Hal ini disampaikan Rano dalam perayaan Hari Film Nasional di Auditorium Perpustakaan Nasional, Jakarta Pusat, Kamis (2/4/2026).
Advertisement
“Seumur hidup saya di dunia film, tidak ada satu perbankan pun yang bersedia membiayai film. Karena dianggap film mempunyai risiko yang lebih besar,” kata Rano.
Rano mengungkapkan, selama puluhan tahun berkecimpung di industri film, akses pembiayaan menjadi salah satu kendala utama bagi pelaku industri kreatif di Tanah Air. Pasalnya, kata Rano, karena tidak adanya jaminan konvensional seperti aset fisik yang diberikan pelaku industri kreatif tersebut.
“Karena kita nggak punya jaminan sertifikat atau BPKB (Buku Pemilik Kendaraan Bermotor) mobil untuk menjadikan jaminan. Sementara di dunia kreatif, IP (Intellectual Property) ini adalah modal yang paling termahal,” jelas Rano.
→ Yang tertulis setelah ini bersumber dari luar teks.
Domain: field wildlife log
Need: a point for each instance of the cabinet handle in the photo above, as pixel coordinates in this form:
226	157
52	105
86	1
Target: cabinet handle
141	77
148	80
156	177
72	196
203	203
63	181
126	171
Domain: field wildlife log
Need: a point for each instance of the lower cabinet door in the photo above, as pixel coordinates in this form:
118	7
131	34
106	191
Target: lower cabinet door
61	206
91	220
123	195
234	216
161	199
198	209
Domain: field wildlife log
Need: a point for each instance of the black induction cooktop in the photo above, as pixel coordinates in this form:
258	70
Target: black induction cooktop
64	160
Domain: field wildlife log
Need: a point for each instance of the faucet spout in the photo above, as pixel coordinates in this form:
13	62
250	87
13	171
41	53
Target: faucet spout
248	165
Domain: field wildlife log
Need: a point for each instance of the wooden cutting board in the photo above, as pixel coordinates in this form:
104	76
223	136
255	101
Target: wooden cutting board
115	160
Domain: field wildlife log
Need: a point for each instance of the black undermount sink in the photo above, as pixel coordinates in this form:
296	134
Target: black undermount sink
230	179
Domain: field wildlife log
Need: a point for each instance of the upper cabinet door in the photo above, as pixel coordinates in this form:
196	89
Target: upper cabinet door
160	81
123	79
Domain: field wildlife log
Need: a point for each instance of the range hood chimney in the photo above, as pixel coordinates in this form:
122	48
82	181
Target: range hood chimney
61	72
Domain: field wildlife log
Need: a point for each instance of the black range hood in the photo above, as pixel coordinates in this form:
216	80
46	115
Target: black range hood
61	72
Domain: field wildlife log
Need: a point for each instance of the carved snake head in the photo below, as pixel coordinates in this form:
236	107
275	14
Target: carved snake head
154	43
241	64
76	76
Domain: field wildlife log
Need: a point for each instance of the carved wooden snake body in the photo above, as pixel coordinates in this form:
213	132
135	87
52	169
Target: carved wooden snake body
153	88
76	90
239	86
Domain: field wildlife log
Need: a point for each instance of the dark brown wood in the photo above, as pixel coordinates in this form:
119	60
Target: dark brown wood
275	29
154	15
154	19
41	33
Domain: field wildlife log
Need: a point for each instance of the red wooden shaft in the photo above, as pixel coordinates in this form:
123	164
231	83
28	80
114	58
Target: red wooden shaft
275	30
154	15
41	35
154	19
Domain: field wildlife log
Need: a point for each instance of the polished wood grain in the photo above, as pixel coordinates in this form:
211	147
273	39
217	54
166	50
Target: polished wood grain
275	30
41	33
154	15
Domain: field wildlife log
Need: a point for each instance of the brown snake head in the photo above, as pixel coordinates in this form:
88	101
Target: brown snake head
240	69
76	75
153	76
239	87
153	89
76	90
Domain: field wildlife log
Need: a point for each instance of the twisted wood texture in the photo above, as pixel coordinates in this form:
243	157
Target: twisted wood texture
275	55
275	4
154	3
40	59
Padahal, menurut dia, industri film Indonesia menunjukkan perkembangan yang pesat dan signifikan. Dia menyebut jumlah penonton film di Indonesia pada 2024 mencapai 122 juta orang, dengan sekitar 80 juta di antaranya merupakan penonton film lokal.
“Artinya film Indonesia sudah menjadi tuan rumah di negerinya sendiri,” ujarnya.